Q#5:  I am 51 years old. The upper half of my ribcage on the right side sticks out further than the other  side. I can actually look down at my sternum, and the right hand side of my  chest, where the ribs attach to the sternum, is about 1/2 inch higher than the  left side. I am extremely flat-chested so this is very noticeable. When I stand  with my left-side facing the mirror, I can actually see the right-hand side of  my upper ribcage, and the actual breast, sticking out further than my left  side. Then, to make it worse, my lower left ribs protrude further out. I am very  athletic, and in extremely good, muscular shape. I also work on my posture and  know that I have now "twist"  to my torso. I also do not have scoliosis.  This imbalance is visible when I am lying flat on my back as  well. Can anything be done about this protrusion at the sternum level? --- June (12/21/05)
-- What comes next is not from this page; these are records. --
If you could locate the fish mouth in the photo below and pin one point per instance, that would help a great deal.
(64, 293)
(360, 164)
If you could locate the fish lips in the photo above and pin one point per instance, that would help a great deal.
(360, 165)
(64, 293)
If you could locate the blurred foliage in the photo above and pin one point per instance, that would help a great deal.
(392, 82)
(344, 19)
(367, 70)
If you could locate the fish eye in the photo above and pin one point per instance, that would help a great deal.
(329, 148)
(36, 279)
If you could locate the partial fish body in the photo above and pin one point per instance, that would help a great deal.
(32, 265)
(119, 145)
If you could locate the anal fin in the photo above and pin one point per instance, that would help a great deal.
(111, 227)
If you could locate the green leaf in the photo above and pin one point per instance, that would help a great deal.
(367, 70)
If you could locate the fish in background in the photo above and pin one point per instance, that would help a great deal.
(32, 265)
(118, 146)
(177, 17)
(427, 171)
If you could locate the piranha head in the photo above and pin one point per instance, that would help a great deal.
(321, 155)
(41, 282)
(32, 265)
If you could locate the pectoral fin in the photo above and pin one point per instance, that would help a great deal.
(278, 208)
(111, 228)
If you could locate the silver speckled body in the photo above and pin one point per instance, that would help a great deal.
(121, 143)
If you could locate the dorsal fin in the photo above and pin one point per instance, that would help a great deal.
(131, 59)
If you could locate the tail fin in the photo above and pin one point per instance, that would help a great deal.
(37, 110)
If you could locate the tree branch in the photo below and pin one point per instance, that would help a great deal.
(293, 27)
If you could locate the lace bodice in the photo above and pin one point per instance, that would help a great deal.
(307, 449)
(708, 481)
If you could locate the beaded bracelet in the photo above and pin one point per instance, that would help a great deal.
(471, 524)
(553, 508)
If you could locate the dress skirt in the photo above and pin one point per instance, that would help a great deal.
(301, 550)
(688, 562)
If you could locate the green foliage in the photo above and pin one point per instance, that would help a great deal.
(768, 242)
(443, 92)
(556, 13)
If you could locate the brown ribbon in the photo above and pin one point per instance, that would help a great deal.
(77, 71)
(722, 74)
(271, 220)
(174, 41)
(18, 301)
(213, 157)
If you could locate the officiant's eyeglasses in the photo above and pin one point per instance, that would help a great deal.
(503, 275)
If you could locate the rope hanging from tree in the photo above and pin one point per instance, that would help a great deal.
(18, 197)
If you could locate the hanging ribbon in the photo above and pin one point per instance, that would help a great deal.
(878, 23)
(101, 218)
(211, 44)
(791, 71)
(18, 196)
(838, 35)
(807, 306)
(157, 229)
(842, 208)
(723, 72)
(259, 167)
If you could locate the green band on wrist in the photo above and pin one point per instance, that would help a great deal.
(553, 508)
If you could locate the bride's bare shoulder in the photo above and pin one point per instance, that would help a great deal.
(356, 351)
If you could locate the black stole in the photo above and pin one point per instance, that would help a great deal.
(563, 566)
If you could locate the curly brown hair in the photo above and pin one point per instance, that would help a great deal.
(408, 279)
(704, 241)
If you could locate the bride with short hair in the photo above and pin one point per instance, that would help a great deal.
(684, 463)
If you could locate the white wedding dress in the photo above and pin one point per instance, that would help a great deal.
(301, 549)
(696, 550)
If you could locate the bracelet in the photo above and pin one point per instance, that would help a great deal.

A: The the asymmetry you describe is often a matter of degree. Nearly all people have this to some level, it may just be more pronounced in your case. To make certain your spine is straight: test it by bending over and have someone look at your upper back area seen from the front and see if one side is higher than the other. If so, there may be scoliosis, and you should discuss your options with your physician. If not, the ribcage asymmetry can certainly be helped with corseting.  Ironically, scoliosis treatment in certain cases includes bracing, which is a form of corseting. The tightness
level is at the same level as for figure training with tightlacing, the intent for both being body modification.

Assuming for the moment that there is no scoliosis as you suggest, your ribcage can be modified with corset training. Keep in mind however that figure training can effectively  shape the ribcage from the 7th rib pairs down. There is an indirect effect on the upper ribs and sternum, which tend to be lifted and expanded as the lower chest and waist
become more constricted. In your case this may either improve or worsen the issue.

Because of this, I would recommend to consider a custom measured over-the-bust corset. I would advise against an hourglass style as this would not significantly train your lower ribcage. Although straight-line chest models, or funnel-shaped chest styles are more challenging to get used to, because of the added ribcage constriction I would expect they would have the most potential to  improve your situation.